Kini buku itu ditafsir ulang dalam sebuah novel grafis dengan halaman-halaman monokrom yang mengurai penjelajahan Conrad atas kekuasaan, keserakahan dan kegilaan dalam cara yang lebih mengganggu dari sebelumnya.
Komik itu digambar Catherine Anyango, seniman Kenya-Swedia, dengan tafsir atas teks itu oleh David Zane Mairowitz. Karya ini lebih banyak menggali medium aslinya ketimbang berkutat pada kontroversi atas pandangan Conrad atau hal-hal umum Heart of Darkness.
"Pada awalnya saya tak yakin ini merupakan tema yang bagus untuk sebuah novel grafis karena naskah itu begitu padat dan gaya pada naskah itu adalah bagian dari yang membuat saya terpikat pada buku itu," kata Anyango kepada Guardian, Selasa lalu.
Anyango tak memasukkan seluruh cerita Conrad ke komiknya dan membayar kekurangan itu dengan gambar yang kaya dalam detail. Dia juga tak ingin karyanya tenggelam oleh beratnya beban intelektual dan hanya fokus pada kejadian khusus di Kongo, bukan kolonialisme secara umum.

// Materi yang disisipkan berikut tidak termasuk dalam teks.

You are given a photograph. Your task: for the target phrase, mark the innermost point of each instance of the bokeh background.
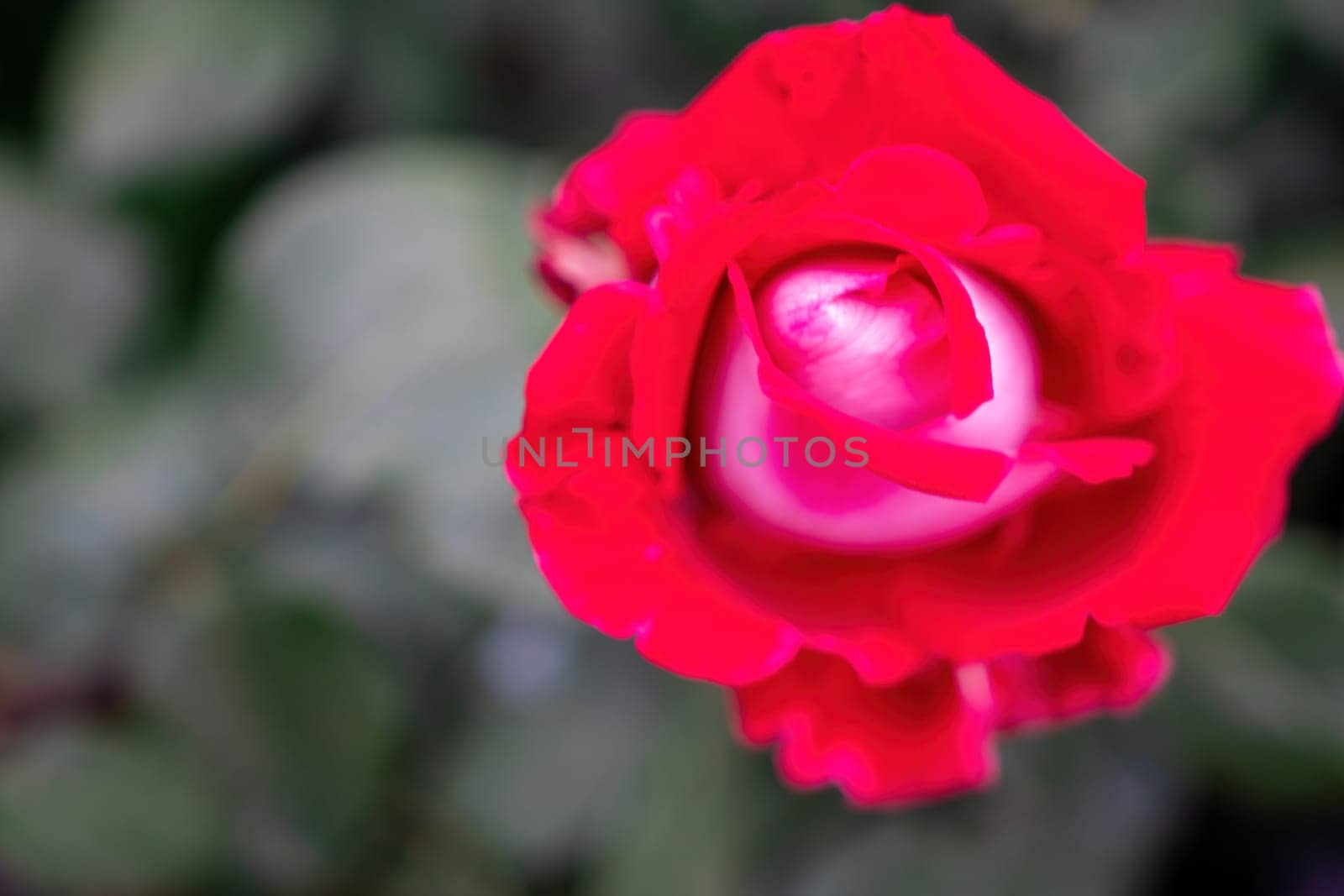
(268, 622)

Untuk memperkuat gambaran geografis dan historisnya, komik itu ditambahi kutipan-kutipan dari The Congo Diary, jurnal yang Conrad bawa selama perjalanannya pada 1890.
Baca Juga:
Penelitian Anyango juga membawanya kepada kisah seorang lelaki dari sebuah desa di Upper Congo bernama Nsala. Dia menaruhnya pada sebuah foto yang menggambarkan Nsala duduk merenungi tangan dan kaki anak perempuannya, yang dipotong oleh para penjaga yang dikirim ke kampung itu oleh perusahaan Inggris-Belgia, India Rubber Company. Para penjaga itu diperintahkan untuk menyerang kampungnya karena gagal menyediakan karet yang cukup untuk perusahaan. Mereka lantas mengunyah istri dan anak Nsala dan hanya menyisakan tangan dan kaki sang anak.
Bagi sebagian orang, ini merupakan episode memalukan dalam sejarah, sedang yang lain menganggapnya sebagai pengalaman biasa, meskipun bukti yang diungkap sejarawan belakangan ini, seperti King Leopold's Ghost karya Adam Hochschild, yang menelanjangi barbarisme yang terjadi di Kongo. Kebrutalan yang terjadi di negeri itu belakangan, seperti pembunhan dan permerkosaan massal, memperkuat relevansi karya Anyango ini.